Although they had 10 years of obscurity and gradual growth, they have become a force to reckon with. This was only possible because they were a viable growth stock and investors saw the potential they had.
As of 2020, Etsy has grown to a net worth of about 1.7 billion dollars, which was more than 100% of their previous year’s worth.
PayPal Holdings Inc.
One thing that came with developments was the need to make transactions online. PayPal came to fill up that gap in business transactions.
Paypal is an American-based company that runs an online payment system in almost every country that accepts online money transfers. The growth in online businesses made money transfer across nations inevitable, and Paypal bridged that gap nicely.
This made investors identify it as a viable bud, and they channeled revenue towards it. As of 2020, PayPal had a revenue of $3.7 billion which was a lot higher than their previous year.
How To Become a Growth Investor
Growth investment is a profitable investment platform if you know the tricks of the trade. You can earn lots of profits with this style of investment.
Although several people are growth investors, there’s still room for more. It demands a keen sense of foresight and patience to become a growth investor.
To become a growth investor, you should be able to analyze the potentials of a company still in its infancy and be willing to stake a healthy sum for their potential growth. It is a lucrative but risky venture.

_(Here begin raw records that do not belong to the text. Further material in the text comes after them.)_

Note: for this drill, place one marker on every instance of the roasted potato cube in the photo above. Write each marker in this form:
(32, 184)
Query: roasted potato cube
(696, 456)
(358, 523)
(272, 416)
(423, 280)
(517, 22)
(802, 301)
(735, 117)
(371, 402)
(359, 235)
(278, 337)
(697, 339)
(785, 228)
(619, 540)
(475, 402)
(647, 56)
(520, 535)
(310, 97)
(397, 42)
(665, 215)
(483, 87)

Before you venture into it, you need to know a few tips that will protect you from wrong choices.
Research Fast-Growing Companies
To become a successful growth investor, you’ll need to do your research well. Don’t just invest in any young company you see out there.
Carry out thorough research for companies to ascertain that they have the potential to grow and be established. Go through their historical records, estimated earnings, or profitability ratio and make an informed decision.
Observe Market Timing
This is such a vital step in growth investments. As a growth investor, you’ll need to learn to observe the market.
You wouldn’t want to put your money into a business only to discover that it didn’t make profits for you. You need to do your research before you delve into investing.
Learn to understand when it’s right and when it’s not to invest in a company.
Be Patient
Growth investments don’t work overnight. It’s not magic in any way.
As a growth investor, you’ll need to have patience. Growth investment is long-term.
Chances are, you may buy growth stock and wait for at least 5 years before it eventually matures. It’s not a short-term investment. It takes time to mature and grow.
Diversify Your Portfolio
It is not wise to engage in only one investment strategy. So it is with growth investments as well.
You can’t just buy one growth stock from a company and back off. It’s more profitable when you diversify your portfolio. That way, you make more profits in the long run.
Growth Investing vs Value Investing
Value investing is often regarded as a part of growth investing. They are both fundamental approaches involved in stock and mutual fund investment.
However, there’s a slight difference in their approaches and how they invest their funds. Growth investment has to do with investing in the stocks of a company that has the potential to grow in value.
In comparison, value investing is about investing in a stock that is undervalued. So, while a growth investor looks for potential growth, a value investor looks for buying a stock less than it is actually worth.
The similarity between the both is that they both predict that these stocks will appreciate over time. This must be the reason why Warren Buffet, the well-celebrated investor of the 21st century, agrees that there is no real difference between them.
Are You Ready to Become a Growth Investor?
You can commence your journey to becoming a growth investor today. With a little bit of keen-eyed scrutiny into prospects, some grit, and lots of patience, you can achieve your dreams as a growth investor.
To reduce your risks, understand trends better and decide what prospects could be profitable, consult a financial advisor. They’ll help you make accurate investment decisions and advise you on what investment platform is more profitable.